Geoscience Australia has released its Toward Future Energy Discovery, detailing the outcomes and achievements of the Australian Government’s five-year, $134 million Energy Security Initiative.


The report ‘points the way to new opportunities’ for minerals and petroleum discovery in Australia in an attempt to give ‘new impetus’ for exploration activity across the country and makes a number of policy suggestions.


Divided into offshore and onshore energy security programs, the report suggests a number of potential energy policies in petroleum and minerals.


Launching the report as part of an address to the CEDA State of the Nation conference on Australia’s resources and energy future in Canberra, Minister for Resources and Energy Martin Ferguson underscored the importance of this work to maintaining energy security.


"Continued exploration for resources is fundamental to maintaining energy security," Minister Ferguson said.


"Industry has committed more than $600 million in offshore exploration in initial three year work programs with proposed secondary programs worth an additional $1 billion.


"Additional exploration expenditure onshore resulting from this work is estimated to exceed $300 million.”


The report finds that Australia ‘remains relatively under-explored for conventional oil and gas deposits’, finding that the country has less than 10,200 wells on and offshore in an area that covers 13.5 million square kilometers in offshore jurisdiction.

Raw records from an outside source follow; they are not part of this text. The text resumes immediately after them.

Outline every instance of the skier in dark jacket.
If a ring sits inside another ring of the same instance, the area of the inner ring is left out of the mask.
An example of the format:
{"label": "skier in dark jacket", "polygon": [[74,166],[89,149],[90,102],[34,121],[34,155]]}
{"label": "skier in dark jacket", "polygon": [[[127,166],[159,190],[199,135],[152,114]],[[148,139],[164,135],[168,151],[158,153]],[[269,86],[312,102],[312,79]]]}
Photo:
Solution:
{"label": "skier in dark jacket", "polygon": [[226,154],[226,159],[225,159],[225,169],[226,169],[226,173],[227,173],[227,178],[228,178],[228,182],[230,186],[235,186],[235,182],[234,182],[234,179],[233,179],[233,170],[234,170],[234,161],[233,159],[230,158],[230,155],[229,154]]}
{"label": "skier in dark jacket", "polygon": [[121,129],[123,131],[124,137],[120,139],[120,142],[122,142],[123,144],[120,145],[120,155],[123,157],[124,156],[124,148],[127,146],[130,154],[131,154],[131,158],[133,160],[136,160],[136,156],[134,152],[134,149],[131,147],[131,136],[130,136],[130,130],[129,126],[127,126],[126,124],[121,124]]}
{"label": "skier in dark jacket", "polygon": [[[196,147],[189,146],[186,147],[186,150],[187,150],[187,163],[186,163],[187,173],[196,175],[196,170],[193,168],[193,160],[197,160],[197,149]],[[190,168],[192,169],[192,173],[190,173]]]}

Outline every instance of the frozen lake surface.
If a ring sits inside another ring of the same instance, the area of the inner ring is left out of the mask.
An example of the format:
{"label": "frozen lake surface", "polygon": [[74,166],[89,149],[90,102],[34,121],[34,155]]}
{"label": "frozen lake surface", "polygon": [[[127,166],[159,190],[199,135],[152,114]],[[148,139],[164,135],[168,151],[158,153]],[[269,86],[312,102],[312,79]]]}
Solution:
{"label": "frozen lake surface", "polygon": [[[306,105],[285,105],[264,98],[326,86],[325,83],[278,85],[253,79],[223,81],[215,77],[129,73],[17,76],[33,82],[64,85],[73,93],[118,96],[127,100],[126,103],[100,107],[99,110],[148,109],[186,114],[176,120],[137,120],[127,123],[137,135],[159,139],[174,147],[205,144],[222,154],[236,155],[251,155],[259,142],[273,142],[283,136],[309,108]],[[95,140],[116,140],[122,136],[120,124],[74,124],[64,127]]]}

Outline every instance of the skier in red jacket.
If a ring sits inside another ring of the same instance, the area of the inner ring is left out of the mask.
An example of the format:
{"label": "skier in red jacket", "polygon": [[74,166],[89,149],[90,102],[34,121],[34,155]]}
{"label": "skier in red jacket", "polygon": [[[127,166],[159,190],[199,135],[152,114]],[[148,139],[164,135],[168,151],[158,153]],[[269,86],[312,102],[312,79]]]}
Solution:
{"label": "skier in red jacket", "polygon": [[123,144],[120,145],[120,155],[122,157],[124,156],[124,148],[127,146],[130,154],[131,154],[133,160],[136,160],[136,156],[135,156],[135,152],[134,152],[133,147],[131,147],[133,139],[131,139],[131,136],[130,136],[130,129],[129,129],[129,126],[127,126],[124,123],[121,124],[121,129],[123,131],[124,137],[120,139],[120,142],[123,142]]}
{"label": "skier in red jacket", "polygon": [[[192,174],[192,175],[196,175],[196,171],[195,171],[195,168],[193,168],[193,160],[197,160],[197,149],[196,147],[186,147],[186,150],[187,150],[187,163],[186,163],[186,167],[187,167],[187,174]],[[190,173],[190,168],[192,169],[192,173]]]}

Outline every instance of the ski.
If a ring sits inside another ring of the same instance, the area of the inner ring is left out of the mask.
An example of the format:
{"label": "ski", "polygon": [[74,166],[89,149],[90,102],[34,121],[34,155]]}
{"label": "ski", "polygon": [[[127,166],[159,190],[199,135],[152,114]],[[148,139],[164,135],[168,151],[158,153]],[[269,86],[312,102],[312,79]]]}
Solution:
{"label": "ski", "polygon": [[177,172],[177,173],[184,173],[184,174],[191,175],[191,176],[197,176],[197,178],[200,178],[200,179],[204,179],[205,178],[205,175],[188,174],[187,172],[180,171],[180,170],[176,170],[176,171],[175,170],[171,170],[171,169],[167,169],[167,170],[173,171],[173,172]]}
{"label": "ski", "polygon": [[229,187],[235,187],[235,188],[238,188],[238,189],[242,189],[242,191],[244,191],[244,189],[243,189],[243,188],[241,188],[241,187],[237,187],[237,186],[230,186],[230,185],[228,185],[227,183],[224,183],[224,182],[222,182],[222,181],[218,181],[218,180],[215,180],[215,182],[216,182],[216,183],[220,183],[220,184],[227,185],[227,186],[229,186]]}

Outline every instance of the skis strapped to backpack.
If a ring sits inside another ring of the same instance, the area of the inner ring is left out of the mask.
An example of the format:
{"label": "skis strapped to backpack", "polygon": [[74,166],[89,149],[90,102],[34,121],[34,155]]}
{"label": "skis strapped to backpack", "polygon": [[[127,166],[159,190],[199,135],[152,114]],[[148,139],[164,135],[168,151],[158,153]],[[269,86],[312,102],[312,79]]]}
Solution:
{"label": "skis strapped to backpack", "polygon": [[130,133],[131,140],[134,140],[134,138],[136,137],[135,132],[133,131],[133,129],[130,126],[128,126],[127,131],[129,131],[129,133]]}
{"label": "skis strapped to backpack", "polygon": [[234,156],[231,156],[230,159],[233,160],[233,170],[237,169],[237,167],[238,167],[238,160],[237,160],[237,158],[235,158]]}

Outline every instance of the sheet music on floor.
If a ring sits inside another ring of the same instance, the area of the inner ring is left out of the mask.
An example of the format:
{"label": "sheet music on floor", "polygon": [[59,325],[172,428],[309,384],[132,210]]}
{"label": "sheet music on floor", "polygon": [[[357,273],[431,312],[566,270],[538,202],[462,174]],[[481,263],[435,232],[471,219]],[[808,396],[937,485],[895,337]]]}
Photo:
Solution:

“There are about 40 offshore sedimentary basins which range from mature areas producing hydrocarbons to remote frontiers which have never been drilled but may have hydrocarbon potential” The report finds


In addition to the seismic data, about 200 000 line kilometres of new aeromagnetic data covering extensive areas of the offshore Canning, Bass, deepwater Otway and Sorell basins, were acquired to assist in the assessment of the geology and petroleum potential of these areas prior to the release of exploration acreage.